Pera is an unconventional CEO to say the least. Ubiquiti has a decentralized operating structure with engineering groups worldwide. He refers to the Chief Financial Officer as the “Chief Accounting Officer” because he believes too many CFOs are overly focused on marketing rather than finances. It may seem like semantics, but clearly he’s uncompromising. He pays himself $1 a year and has never taken incentive stock compensation. Ubiquiti’s products are innovative and technologically strong, though it sells them at a 50% to 60% discount to drive growth and market share. It accomplishes this by having no sales or support team, choosing instead to service its clients online. Its Board has just four members to meet the regulatory minimum, making it an outlier relative to other companies of its size.
A company run atypically by an unorthodox CEO is an easy target for investors who’d prefer to see the business fail. While we respect and carefully scrutinize their opinions, we’ve found there’s little weight to the arguments against Ubiquiti. Especially since they’re predominantly based on Pera’s personality and unconventional management style – this equals a bad company in the eyes of many investors.
Clearly they have their own motivations but we also respect the motivation of Pera who has an equity stake in the business now worth more than $2.8 billion. He remains focused on making his business bigger and better by continuing to innovate and introduce new products.
We understand that many people are comfortable with the status quo and shy away from controversy. As an investor we hope you understand that being unconventional can lead to greatness. By doing thorough research, we hope to avoid investments with idiosyncratic risk, where concerns are valid and the controversy is real, and instead find the handful of investments where human bias has led to the business being mispriced. In the long term, this will be a big part of how we’ll achieve superior long-term returns.
Do you believe in this thing or not?
Though we’d like to believe that all of our investors understand and believe in what we do, we know it’s not true. Human bias is a fickle friend and as much as it can lead people to believe in us when things are going well, it can lead people to doubt us when things aren’t. What we can tell you is that we believe in this thing we call EdgePoint and the disciplined process we follow, and will be unwavering in maintaining our approach through good times and bad.

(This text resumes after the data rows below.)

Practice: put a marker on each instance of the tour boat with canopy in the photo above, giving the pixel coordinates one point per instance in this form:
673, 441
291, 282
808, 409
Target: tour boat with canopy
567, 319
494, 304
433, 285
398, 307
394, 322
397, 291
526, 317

Many of us have been in the investment industry a long time. There came a point when we didn’t like our circumstances and rather than complain about them decided to get up and create the circumstances we wanted. Investment led, low fees, a disciplined investment approach and a commitment to open and honest communication. We’re grateful for your support through good times and bad, and will continue to put you first in all of our business decisions.